I suppose I should be writing about UKIRT for sale, as it is a somewhat new development in modern astronomy, or rather the sociopolitics thereof. But  I am lost for words. I will come back to this I promise. But meanwhile here is some Saturday morning musical indulgence.

This morning on the radio I listened to Paul Gambaccini narrating the story of the Weavers famous 1955 Carnegie Hall concert, which launched the folk revolution. It was their first appearance after years of hiding from Senator McCarthy as it were. (Of course, they were Communists). Fascinating stuff. But somewhat to my surprise, I was struck by how much Ronnie Gilbert sounded like Grace Slick. A belting intensity, emotional but controlled use of vibrato, and utter conviction.
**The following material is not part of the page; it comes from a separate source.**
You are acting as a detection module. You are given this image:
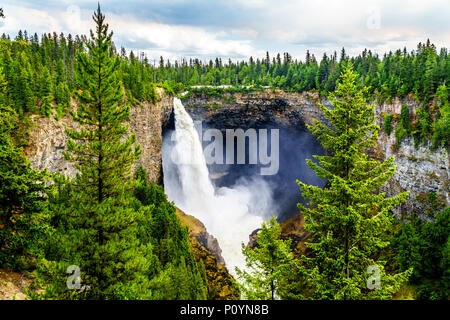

Exhibit A : The Weavers playing Darling Cory.

Exhibit B :  Jefferson Airplane from 1969 in Woodstock playing Volunteers

Note Grace Slick with finger in ear. Obviously a true folkie. Note also the revolutionary intent. Finally, note the “call and response” structure. This is classic gospel, but The Gambaccini explained this morning that the Weavers were the first white folk to build this style into their songs. I really do see a straight line from the Weavers to Jefferson Airplane.

Now just for fun, here is a much more modern version of Darling Cory, played by the rather wonderful Crooked Still. Progressive Bluegrass ? How can you go wrong ?  Aoife O’Donovan is a very different style of singer to either Ronnie Gilbert of Grace Slick, but really very very good.

Finally, and especially for Mike, here is Grace Slick at her best : White Rabbit. Its so beautiful its frightening.

Now I must go and do some Physics 1A marking.